This invention relates generally to improvements in manufacturing processes for making thrust chambers of the type used in jet or rocket engines. More particularly, this invention relates to an improved and relatively economical yet precision production method for making thrust chambers of the type having a channeled wall defining a converging-diverging thrust chamber.
Thrust chambers for jet and rocket engines are well known in the art for use in the combustion of fuels with an oxidizer and for discharging combustion products from the engine in a manner generating substantial thrust. Such thrust chambers define a converging-diverging geometry through which the combustion products are generated and flow to provide the desired forward reaction force or thrust. In many current thrust chamber designs, a channeled wall configuration is used wherein relatively small fluid flow channels are formed circumferentially about the thrust chamber for passage of an engine process fluid in heat exchange relation with combustion products. Such channeled wall configurations are used when heating of the process fluid and/or cooling of the thrust nozzle structure is desired for achieving higher engine performance levels and/or extended service life of the thrust chamber/nozzle structure.

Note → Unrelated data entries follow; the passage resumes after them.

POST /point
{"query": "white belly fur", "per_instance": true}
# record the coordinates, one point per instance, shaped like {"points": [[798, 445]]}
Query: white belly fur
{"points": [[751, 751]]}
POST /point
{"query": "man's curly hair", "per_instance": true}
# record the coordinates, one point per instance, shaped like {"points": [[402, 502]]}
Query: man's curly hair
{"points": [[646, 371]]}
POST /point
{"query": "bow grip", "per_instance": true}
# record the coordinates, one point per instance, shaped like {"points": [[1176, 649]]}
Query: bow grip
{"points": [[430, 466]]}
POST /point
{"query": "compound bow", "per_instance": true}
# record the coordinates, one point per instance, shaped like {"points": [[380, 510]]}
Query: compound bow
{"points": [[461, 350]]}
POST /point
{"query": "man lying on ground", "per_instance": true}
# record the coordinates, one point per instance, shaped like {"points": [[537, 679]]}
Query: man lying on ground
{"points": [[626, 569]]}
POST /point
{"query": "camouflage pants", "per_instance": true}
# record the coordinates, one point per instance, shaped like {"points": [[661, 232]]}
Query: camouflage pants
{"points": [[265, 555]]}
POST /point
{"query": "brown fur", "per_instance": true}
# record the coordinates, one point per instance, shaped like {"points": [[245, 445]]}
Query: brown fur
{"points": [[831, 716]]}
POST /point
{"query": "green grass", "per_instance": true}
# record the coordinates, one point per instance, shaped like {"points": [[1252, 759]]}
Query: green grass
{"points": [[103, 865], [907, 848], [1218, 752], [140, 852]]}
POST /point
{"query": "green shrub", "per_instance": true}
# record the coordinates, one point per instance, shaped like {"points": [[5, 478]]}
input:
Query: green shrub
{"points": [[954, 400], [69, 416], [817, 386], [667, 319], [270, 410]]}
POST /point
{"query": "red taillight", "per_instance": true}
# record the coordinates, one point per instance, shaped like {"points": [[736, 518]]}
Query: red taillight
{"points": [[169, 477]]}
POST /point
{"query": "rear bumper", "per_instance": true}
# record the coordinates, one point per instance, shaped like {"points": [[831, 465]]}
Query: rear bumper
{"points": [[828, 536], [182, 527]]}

While channeled wall thrust nozzles offer significant advantages in engine operation, the channeled wall structure is relatively difficult and costly to manufacture particularly in combination with the converging-diverging geometry of the thrust chamber. Moreover, in some engine applications, the array of fluid flow channels must have a substantially uniform size and shape within close tolerance limits for proper heat exchange operation. To meet these design criteria, such channeled wall thrust nozzles have in the past been produced from a forged thrust chamber liner of the desired converging-diverging shape, wherein this liner is appropriately machined to form longitudinally extending external channels of uniform size and shape which follow the converging-diverging contour. These machined channels are then enclosed by an outer wraparound housing shell. However, the requirement for precision channel machining on each thrust nozzle significantly increases the time and cost of production.
There exists, therefore, a need for improvements in production methods for manufacturing channeled wall thrust nozzles, wherein process fluid flow channels are formed with relatively high precision while avoiding costly and complex machining steps. The present invention fulfills these needs and provides further related advantages.